See: Natural Language Generation, Text Summarization, Machine Translation, Language Model, Language Understanding Performance, Controlled-English Generation Task.

References

2011

(Crossley & McNamara, 2011) ⇒ Scott A. Crossley, and Danielle S. McNamara. (2011). “Understanding Expert Ratings of Essay Quality: Coh-Metrix Analyses of First and Second Language Writing.” International Journal of Continuing Engineering Education and Life Long Learning, 21(2-3).
- ABSTRACT: This article reviews recent studies in which human judgements of essay quality are assessed using Coh-Metrix, an automated text analysis tool. The goal of these studies is to better understand the relationship between linguistic features of essays and human judgements of writing quality. Coh-Metrix reports on a wide range of linguistic features, affording analyses of writing at various levels of text structure, including surface, text-base, and situation model levels. Recent studies have examined linguistic features of essay quality related to co-reference, connectives, syntactic complexity, lexical diversity, spatiality, temporality, and lexical characteristics. These studies have analysed essays written by both first language and second language writers.
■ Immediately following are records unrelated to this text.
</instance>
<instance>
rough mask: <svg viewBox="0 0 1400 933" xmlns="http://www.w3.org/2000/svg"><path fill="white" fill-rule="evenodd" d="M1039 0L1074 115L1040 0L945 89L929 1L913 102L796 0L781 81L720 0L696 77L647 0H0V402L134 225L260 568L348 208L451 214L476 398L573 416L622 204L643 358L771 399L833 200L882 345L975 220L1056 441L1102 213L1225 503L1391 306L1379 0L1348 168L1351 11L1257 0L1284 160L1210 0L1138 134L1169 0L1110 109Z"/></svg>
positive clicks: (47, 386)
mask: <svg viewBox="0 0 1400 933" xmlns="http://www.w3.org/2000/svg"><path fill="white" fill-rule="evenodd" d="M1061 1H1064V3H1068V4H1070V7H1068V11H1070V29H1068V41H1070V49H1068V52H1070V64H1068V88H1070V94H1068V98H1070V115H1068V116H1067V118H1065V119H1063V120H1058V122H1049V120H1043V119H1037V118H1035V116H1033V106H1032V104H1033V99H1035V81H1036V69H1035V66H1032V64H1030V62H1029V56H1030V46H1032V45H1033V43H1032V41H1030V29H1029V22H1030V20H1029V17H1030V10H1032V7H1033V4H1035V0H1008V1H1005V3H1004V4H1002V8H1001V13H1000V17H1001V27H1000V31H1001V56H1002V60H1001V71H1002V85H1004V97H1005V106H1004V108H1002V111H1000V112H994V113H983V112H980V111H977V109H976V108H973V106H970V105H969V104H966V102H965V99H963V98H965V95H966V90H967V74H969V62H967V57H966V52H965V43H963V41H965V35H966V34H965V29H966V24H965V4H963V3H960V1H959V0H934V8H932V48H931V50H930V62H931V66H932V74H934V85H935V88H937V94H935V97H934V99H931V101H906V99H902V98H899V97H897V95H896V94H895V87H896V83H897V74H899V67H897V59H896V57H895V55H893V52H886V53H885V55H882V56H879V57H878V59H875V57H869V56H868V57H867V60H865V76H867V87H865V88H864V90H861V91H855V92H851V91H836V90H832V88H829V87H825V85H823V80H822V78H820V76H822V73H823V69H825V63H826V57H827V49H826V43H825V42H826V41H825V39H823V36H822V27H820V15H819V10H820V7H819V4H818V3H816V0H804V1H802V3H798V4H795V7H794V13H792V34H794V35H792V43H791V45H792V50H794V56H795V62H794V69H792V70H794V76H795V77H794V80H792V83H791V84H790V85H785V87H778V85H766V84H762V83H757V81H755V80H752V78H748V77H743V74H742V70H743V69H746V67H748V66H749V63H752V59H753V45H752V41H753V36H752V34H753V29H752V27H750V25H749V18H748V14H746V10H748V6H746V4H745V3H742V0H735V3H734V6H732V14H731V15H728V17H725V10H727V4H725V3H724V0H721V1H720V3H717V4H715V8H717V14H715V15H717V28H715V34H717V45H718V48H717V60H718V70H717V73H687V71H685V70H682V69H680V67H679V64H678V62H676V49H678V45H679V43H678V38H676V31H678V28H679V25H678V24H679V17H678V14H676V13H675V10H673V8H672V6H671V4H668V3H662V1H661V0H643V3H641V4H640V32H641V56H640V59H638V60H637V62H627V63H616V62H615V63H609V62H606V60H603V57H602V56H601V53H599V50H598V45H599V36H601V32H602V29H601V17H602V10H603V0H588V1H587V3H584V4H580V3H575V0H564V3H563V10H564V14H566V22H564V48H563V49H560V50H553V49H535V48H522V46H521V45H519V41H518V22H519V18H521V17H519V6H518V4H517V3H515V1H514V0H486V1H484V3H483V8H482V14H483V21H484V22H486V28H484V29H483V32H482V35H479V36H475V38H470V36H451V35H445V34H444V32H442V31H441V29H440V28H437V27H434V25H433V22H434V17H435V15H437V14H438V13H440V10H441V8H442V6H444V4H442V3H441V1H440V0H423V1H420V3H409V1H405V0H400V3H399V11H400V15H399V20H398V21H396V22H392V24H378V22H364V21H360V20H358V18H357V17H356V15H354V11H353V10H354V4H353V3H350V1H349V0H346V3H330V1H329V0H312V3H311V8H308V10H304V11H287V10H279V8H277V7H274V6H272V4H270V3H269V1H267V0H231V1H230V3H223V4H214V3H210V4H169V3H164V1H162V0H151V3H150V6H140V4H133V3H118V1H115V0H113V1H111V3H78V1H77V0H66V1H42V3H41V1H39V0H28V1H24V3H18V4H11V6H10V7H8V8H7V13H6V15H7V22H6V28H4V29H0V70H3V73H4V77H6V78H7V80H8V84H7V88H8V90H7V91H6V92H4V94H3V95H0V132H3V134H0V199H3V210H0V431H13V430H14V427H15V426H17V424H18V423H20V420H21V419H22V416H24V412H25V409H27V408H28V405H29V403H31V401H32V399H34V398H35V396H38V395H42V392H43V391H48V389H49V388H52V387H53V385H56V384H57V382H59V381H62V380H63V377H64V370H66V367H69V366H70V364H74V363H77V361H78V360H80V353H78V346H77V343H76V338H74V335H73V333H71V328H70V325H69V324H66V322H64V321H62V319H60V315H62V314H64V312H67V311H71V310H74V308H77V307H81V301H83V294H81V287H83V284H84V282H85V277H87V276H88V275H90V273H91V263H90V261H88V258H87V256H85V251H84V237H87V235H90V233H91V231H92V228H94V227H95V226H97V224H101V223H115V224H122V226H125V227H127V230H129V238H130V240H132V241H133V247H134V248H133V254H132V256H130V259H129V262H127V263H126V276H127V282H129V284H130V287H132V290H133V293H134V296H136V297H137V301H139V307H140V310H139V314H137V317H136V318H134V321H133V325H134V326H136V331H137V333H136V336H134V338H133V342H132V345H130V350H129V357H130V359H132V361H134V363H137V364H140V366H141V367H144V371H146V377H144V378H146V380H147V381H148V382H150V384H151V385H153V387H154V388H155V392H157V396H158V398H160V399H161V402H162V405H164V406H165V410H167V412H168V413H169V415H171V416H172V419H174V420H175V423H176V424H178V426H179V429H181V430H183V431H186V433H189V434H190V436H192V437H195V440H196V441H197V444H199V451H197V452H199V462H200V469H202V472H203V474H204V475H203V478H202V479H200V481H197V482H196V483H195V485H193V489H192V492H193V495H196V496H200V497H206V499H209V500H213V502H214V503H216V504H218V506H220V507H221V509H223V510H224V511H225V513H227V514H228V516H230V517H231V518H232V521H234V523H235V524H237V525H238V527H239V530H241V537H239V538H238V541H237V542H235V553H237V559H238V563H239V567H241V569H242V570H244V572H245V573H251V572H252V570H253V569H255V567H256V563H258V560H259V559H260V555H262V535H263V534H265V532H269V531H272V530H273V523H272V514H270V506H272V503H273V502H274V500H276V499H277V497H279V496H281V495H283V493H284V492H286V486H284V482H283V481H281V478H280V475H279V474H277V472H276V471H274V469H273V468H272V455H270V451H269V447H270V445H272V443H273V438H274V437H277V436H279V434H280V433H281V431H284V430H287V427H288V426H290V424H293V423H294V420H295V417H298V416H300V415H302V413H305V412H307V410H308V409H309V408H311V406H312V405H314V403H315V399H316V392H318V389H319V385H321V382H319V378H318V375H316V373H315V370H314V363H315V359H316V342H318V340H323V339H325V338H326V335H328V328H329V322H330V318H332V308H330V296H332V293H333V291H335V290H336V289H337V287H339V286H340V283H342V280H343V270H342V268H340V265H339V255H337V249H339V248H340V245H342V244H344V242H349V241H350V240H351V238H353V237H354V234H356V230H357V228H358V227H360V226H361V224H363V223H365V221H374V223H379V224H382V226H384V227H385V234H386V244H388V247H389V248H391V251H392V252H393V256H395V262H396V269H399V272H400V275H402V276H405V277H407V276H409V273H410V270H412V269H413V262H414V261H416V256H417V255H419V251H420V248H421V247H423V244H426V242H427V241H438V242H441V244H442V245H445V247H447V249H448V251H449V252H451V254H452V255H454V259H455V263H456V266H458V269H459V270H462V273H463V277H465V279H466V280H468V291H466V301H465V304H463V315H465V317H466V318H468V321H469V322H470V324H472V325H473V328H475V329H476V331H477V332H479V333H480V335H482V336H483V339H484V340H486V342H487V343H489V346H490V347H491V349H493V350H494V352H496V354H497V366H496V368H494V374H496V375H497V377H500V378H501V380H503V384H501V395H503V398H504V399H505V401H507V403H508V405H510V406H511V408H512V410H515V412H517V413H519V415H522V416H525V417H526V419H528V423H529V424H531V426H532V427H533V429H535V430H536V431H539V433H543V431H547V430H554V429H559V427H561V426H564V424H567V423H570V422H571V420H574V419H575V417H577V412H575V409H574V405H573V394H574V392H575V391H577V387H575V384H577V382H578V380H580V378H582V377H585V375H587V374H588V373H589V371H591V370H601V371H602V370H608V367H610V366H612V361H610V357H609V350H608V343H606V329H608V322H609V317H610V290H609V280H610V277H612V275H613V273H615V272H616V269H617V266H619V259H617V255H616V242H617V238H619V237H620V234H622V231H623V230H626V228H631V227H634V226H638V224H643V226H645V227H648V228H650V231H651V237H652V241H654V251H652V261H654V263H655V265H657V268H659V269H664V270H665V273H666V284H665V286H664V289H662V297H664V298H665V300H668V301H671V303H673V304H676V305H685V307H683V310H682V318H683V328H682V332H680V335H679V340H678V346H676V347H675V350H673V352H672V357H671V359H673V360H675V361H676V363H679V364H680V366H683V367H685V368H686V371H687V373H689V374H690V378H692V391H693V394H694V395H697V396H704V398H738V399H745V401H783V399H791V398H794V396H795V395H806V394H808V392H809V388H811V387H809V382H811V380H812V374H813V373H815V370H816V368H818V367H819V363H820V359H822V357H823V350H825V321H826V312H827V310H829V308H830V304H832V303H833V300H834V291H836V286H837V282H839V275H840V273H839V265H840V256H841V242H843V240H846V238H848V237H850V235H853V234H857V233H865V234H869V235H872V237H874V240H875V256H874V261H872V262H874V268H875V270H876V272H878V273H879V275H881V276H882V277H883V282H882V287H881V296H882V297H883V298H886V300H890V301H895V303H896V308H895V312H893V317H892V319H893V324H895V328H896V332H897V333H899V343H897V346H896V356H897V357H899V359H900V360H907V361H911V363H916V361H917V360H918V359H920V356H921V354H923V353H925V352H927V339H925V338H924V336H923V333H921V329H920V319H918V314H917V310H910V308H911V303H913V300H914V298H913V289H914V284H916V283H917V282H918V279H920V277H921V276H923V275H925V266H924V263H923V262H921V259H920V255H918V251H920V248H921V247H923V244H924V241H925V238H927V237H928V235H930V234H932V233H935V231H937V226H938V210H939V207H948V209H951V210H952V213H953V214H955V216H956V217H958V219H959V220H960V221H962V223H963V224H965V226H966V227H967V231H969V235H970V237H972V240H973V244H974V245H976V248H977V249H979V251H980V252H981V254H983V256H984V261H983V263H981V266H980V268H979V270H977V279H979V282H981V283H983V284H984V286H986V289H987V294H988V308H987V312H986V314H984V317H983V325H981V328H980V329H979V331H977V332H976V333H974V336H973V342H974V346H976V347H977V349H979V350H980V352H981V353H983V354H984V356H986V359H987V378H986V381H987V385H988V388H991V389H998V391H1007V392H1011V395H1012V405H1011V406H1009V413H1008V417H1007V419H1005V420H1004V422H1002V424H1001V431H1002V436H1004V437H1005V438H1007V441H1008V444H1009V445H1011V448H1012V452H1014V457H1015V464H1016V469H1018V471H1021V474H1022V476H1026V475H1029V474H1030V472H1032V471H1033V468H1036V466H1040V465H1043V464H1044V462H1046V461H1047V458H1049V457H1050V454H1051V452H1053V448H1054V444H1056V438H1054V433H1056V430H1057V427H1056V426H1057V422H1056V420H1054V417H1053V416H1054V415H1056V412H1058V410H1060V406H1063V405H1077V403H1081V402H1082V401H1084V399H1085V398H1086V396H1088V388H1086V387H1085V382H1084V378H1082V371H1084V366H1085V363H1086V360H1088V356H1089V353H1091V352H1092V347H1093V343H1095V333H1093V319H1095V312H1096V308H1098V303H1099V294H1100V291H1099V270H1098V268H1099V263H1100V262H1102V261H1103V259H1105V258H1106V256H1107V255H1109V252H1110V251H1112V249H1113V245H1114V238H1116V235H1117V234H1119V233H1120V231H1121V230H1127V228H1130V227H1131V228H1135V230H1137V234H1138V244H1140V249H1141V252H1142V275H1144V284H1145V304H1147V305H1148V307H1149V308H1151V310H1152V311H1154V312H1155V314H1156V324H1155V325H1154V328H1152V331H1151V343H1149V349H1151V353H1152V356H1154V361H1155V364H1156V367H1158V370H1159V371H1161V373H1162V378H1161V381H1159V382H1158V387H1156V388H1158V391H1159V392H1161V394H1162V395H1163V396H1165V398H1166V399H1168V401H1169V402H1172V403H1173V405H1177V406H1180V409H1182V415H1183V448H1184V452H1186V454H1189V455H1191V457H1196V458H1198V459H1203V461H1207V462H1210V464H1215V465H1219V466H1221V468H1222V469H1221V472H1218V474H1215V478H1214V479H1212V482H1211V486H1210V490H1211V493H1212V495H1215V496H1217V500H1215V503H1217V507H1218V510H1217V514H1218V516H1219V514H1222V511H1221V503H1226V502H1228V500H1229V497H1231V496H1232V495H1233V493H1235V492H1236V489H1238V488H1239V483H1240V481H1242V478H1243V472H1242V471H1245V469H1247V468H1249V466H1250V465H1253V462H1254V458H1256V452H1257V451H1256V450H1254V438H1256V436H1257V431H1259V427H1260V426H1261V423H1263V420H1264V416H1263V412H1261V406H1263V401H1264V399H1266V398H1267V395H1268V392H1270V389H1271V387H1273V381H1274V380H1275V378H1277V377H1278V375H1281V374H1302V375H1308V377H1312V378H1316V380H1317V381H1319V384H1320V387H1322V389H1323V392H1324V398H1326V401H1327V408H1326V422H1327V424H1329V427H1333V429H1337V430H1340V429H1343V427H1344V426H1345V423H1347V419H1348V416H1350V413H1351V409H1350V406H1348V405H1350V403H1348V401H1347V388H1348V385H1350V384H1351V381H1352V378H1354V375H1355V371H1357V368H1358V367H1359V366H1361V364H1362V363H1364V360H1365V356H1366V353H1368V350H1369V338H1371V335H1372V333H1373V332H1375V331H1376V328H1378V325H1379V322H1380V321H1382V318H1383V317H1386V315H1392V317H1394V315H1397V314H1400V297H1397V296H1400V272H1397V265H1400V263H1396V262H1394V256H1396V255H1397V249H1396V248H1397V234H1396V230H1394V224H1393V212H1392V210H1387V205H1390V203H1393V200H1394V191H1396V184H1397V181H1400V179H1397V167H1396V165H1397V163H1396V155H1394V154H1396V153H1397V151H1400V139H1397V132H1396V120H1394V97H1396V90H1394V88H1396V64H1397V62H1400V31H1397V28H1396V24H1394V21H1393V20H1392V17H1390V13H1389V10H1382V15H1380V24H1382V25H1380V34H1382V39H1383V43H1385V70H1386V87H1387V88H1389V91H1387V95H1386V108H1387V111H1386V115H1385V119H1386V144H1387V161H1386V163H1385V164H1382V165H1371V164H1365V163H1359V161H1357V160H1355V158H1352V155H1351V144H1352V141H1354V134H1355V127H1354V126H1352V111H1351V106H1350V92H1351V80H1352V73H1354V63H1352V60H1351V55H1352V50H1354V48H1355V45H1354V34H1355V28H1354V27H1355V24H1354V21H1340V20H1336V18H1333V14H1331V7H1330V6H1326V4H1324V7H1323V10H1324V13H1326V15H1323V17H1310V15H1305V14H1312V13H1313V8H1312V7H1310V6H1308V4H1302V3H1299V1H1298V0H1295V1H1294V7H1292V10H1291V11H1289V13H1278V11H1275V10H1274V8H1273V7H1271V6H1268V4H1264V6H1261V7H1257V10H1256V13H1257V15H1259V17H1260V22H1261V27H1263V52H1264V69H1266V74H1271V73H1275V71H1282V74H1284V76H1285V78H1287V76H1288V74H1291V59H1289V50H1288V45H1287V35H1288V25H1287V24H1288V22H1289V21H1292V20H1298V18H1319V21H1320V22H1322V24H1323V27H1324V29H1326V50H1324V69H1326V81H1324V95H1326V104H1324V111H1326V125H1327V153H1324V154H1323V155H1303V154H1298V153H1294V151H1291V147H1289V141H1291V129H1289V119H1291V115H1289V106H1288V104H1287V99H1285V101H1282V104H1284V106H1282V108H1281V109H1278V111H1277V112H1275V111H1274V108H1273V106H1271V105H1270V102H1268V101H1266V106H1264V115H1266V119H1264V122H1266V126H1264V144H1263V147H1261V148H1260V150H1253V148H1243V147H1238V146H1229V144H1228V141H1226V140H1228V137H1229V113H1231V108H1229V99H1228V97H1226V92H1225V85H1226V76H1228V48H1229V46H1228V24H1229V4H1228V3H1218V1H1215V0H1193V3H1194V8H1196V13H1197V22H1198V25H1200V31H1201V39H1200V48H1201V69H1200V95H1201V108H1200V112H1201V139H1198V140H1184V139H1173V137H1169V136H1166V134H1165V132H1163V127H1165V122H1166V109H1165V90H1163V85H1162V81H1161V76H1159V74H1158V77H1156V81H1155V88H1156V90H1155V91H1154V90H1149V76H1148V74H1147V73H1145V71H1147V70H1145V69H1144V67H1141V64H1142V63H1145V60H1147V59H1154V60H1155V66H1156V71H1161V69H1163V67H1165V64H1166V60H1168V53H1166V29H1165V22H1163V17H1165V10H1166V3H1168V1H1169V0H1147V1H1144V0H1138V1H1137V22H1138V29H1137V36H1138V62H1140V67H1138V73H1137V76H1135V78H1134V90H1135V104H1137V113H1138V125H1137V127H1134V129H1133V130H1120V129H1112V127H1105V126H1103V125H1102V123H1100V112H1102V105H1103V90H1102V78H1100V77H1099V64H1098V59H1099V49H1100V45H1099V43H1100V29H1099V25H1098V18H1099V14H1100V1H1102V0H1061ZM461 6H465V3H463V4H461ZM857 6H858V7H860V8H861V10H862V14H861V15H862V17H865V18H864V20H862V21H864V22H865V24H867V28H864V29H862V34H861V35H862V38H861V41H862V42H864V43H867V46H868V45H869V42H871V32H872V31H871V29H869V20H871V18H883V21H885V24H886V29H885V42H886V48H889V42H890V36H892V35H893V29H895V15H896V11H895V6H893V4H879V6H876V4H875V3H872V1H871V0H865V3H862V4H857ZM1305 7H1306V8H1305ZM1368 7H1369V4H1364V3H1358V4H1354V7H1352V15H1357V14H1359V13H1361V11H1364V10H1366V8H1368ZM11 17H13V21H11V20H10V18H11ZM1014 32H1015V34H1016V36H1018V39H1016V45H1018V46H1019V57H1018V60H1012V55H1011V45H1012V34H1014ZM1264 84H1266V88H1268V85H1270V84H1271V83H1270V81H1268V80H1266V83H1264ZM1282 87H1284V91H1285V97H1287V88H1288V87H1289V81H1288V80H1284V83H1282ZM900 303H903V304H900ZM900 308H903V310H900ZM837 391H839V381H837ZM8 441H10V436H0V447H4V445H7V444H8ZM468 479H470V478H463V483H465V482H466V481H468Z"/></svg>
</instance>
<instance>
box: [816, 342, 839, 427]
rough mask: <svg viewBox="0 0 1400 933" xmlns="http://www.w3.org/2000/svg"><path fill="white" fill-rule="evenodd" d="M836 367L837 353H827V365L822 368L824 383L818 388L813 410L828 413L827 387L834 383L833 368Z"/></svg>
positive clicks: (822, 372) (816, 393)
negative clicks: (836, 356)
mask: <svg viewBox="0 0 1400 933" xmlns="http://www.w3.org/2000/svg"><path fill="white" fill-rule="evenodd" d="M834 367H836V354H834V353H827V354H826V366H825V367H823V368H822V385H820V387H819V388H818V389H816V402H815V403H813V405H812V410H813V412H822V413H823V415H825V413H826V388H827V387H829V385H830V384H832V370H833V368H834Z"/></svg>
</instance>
The results support the notion that human judgements of essay quality are best predicted by linguistic indices that correlate with measures of language sophistication such as lexical diversity, word frequency, and syntactic complexity. In contrast, human judgements of essay quality are not strongly predicted by linguistic indices related to cohesion. Overall, the studies portray high quality writing as containing more complex language that may not facilitate text comprehension.